For 200 years, the world has been saying that Napoleon met his Waterloo, when he was handed a resounding defeat by the British and their allies on June 18, 1815.
Who knew that the battle actually took place in Braine-l’Alleud or that the people of that town now expect due recognition?
Two hundred years ago [today], Napoleon lost his last battle, changing the course of history and providing a lasting metaphor for defeat.
But the French emperor didn’t meet his Waterloo in Waterloo at all, and a town that did see significant fighting would now like a little more credit.
“Napoleon never set a foot in Waterloo—it’s a fact,” said Bernard Coppens, a Belgian historian and former Waterloo resident. Most of the Battle of Waterloo took place a few miles south, in Braine-l’Alleud and Plancenoit.
The battle got its name because the victor, the Duke of Wellington, penned his official report from his Waterloo headquarters.

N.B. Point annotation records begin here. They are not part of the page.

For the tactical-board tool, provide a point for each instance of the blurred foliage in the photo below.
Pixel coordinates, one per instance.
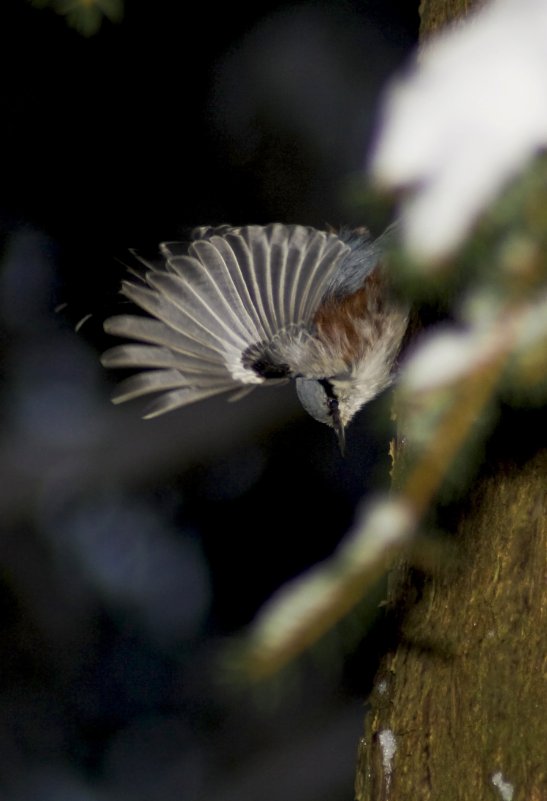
(487, 347)
(85, 16)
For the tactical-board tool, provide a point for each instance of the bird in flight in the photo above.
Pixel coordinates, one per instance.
(240, 307)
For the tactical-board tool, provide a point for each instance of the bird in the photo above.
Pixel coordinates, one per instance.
(235, 308)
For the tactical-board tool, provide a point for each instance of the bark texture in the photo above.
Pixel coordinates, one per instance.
(464, 695)
(459, 707)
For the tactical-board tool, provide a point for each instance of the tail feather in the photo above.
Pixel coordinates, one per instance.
(228, 293)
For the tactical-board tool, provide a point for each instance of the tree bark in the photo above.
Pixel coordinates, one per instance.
(458, 710)
(464, 693)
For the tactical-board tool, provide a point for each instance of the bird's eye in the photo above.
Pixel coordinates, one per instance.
(332, 400)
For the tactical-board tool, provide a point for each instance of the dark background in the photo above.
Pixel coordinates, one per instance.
(131, 552)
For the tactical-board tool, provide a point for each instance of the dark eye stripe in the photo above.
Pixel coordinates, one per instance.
(332, 400)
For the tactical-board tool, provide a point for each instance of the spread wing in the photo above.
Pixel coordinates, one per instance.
(217, 310)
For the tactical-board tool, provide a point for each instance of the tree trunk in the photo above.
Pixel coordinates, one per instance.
(458, 709)
(463, 696)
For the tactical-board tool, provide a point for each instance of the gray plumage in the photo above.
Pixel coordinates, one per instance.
(237, 307)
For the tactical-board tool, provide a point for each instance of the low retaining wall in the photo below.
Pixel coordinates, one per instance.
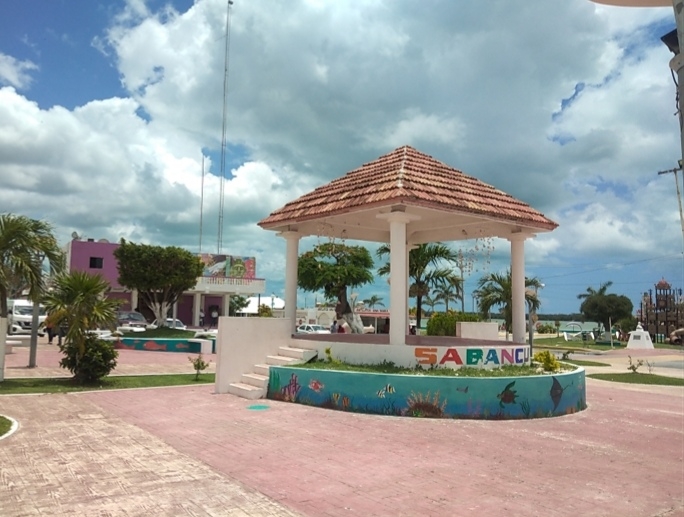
(191, 345)
(498, 398)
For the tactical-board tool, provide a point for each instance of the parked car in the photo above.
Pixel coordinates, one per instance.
(170, 323)
(131, 319)
(312, 329)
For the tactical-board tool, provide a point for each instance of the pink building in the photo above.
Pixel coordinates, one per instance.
(224, 276)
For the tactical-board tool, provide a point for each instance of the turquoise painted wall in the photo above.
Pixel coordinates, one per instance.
(160, 345)
(431, 396)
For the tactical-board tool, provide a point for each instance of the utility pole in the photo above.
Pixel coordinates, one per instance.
(679, 197)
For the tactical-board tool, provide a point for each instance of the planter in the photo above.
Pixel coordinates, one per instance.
(498, 398)
(190, 345)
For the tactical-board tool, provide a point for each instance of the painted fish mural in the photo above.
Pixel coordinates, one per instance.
(508, 395)
(316, 385)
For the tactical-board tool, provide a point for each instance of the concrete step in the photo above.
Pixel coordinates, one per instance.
(255, 379)
(246, 391)
(303, 354)
(281, 360)
(261, 369)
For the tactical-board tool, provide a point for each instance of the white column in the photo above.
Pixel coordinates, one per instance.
(291, 260)
(226, 305)
(196, 304)
(398, 277)
(3, 346)
(518, 286)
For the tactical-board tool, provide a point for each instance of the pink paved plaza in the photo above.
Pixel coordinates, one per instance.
(187, 451)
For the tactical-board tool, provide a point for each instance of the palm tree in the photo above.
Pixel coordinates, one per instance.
(78, 302)
(373, 301)
(496, 290)
(424, 270)
(593, 292)
(431, 302)
(24, 244)
(449, 289)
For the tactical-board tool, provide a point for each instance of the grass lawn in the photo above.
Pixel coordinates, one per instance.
(638, 378)
(579, 362)
(41, 385)
(5, 425)
(390, 367)
(162, 332)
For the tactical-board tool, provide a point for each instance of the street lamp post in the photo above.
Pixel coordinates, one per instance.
(532, 316)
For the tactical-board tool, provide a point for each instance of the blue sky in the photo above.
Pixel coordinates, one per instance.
(106, 109)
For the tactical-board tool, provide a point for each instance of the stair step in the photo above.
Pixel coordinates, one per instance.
(305, 354)
(255, 379)
(281, 360)
(262, 369)
(246, 391)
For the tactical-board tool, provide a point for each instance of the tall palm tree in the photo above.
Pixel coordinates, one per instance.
(496, 290)
(24, 244)
(78, 302)
(373, 301)
(431, 302)
(425, 269)
(449, 289)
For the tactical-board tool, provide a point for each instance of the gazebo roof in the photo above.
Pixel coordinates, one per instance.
(445, 203)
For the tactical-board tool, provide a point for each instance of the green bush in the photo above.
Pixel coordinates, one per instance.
(546, 328)
(444, 324)
(547, 360)
(98, 360)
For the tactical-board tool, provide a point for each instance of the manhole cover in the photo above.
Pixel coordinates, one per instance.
(90, 416)
(258, 407)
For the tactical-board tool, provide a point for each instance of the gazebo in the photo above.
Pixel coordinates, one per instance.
(406, 198)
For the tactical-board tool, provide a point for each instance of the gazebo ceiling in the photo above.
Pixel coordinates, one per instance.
(445, 204)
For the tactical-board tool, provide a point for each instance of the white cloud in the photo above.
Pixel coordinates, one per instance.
(315, 89)
(14, 72)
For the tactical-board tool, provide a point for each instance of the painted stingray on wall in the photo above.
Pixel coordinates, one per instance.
(428, 396)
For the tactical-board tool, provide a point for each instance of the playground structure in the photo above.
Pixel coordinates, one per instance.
(662, 313)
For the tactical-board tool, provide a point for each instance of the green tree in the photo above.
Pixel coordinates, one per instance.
(496, 290)
(601, 291)
(425, 269)
(78, 303)
(24, 244)
(431, 302)
(160, 274)
(332, 268)
(373, 301)
(604, 308)
(449, 289)
(237, 303)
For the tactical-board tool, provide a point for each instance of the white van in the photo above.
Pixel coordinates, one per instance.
(20, 317)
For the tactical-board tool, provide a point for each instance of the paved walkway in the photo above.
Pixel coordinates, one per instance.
(186, 451)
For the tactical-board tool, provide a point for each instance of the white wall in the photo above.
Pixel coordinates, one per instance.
(243, 342)
(477, 330)
(409, 356)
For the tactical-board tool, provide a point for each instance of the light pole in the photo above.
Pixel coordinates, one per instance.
(532, 316)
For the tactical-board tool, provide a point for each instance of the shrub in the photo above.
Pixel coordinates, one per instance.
(547, 360)
(545, 328)
(97, 361)
(444, 324)
(199, 364)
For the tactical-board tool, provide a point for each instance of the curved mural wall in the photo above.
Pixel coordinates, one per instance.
(498, 398)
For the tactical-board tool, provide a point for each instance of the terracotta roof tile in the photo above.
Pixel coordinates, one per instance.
(412, 178)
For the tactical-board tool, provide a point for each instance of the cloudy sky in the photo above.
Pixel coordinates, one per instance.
(108, 107)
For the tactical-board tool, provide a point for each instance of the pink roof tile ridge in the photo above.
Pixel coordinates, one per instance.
(407, 176)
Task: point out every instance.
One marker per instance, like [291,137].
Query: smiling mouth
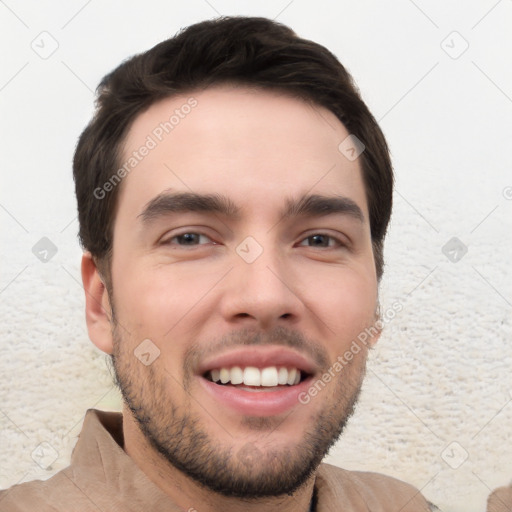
[252,378]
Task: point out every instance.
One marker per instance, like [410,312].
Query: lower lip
[259,403]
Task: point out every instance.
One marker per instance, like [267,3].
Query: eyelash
[339,242]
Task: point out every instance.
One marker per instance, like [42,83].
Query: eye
[323,240]
[188,239]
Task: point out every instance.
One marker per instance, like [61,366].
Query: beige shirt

More than a hundred places world-wide are its namesakes. ABBA’s “Waterloo” ranks among the best-selling singles ever. It abides in English, French and other languages as an expression for one’s final, insurmountable challenge.
But as the world prepares to descend on the battlefield for the June 18 bicentennial, officials from Braine-l’Alleud want to set the record straight.
“Nobody will ever call it the ‘Battle of Braine-l’Alleud.’ That would be completely ridiculous, and that’s not our goal at all,” said the town’s mayor, Vincent Scourneau. “But that doesn’t mean we shouldn’t try to correct errors that were made.”
Let’s give them their recognition but let’s also give a cheer for those doughty English who, with their allies, finally defeated that upstart little emperor and in the process ended nearly 500 years of war between the British and the French.